Naturally, Hiccup's not really up for that. (We wouldn't have a children's story if he embraced the slaughter of dragon's wholeheartedly and was good at it, would we? Not these days!) He's more of an inventor; and he invents, essentially, a ballista. He manages to hit a dragon—the particular type of dragon so fast and destructive that no one has ever even seen one—and no one believes him.

He stumbles upon the injured beast, though, and discovers something other than the completely unrepentant destroyer of Norse villages he's been taught to believe. The subsequent relationship is...problematic.

This is a fast-paced, sometimes funny, nice-looking film. It walks the line between too cute, too much Kumbaya, and brutal fairly facilely. In that sense, much like Lilo & Stitch, where Stitch was both cute and a destructive monster, but far less cute. (There is a real villain in the peace, and it's fairly unapologetic in its scariness.)
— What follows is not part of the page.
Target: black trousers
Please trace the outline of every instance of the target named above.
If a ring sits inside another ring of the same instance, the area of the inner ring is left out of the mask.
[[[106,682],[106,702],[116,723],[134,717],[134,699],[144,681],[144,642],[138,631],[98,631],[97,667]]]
Jay Baruchel (best known to me as the skinny kid in Million Dollar Baby) plays the skinny Hiccup while America Ferrara plays his jealous peer, Astrid. Astrid is one of those now clichéd overachieving girls who just wants to kill some dragons and is increasingly pissed off by Hiccup's strange increasing facility with them.

Supporting characters include Gerard Butler, as Hiccup's predictably not-understanding father (speaking of clichés, didn't we just see James Caan do this in Cloudy With A Chance Of Meatballs?); Christopher Mintz-Plasse and Jonah Hill (kinda sorta doing Jack Black) as the skinny and fat kid vikings—though at least they made Jonah Hill the skinny(-er) one and Mintz-Plasse the fat one; Kirsten Wiig as the twin of—

Wait. Do you care? Does anyone? Why do they keep putting celebrities in animated films when a professional voice actor is probably going to be better (and way cheaper)?

Are you people actually lining up to see How To Train Your Dragon because Gerard Butler was so hot in 300? What the hell is wrong with you?

Or is it just some Hollywood trend?

I hope it's the latter. I get why actors like the voice gigs. No makeup, no costume, just hamming it up in front of a bunch of A/V geeks who are probably all starstruck.

Anyway, the movie was a hit with everyone, from the Old Man, to The Boy—who didn't expect to like it—to both the Flower and the Barbarienne. And me. It's a solid piece of work. Rewatchable. The Old Man objected to the cuteness of the main dragon, and I could see his point. The dragons were all a hair too cute for me.

Curiously, he preferred Shrek 4, but he's a definite outlier in that regard.

Interesting side-note: We saw this back in mid-June at the bargain theater and it's still playing there. That's a good sign.

1 comment:

  1. I feel the some way about movies with Robin Williams instead of dragons. If he's there, I am out.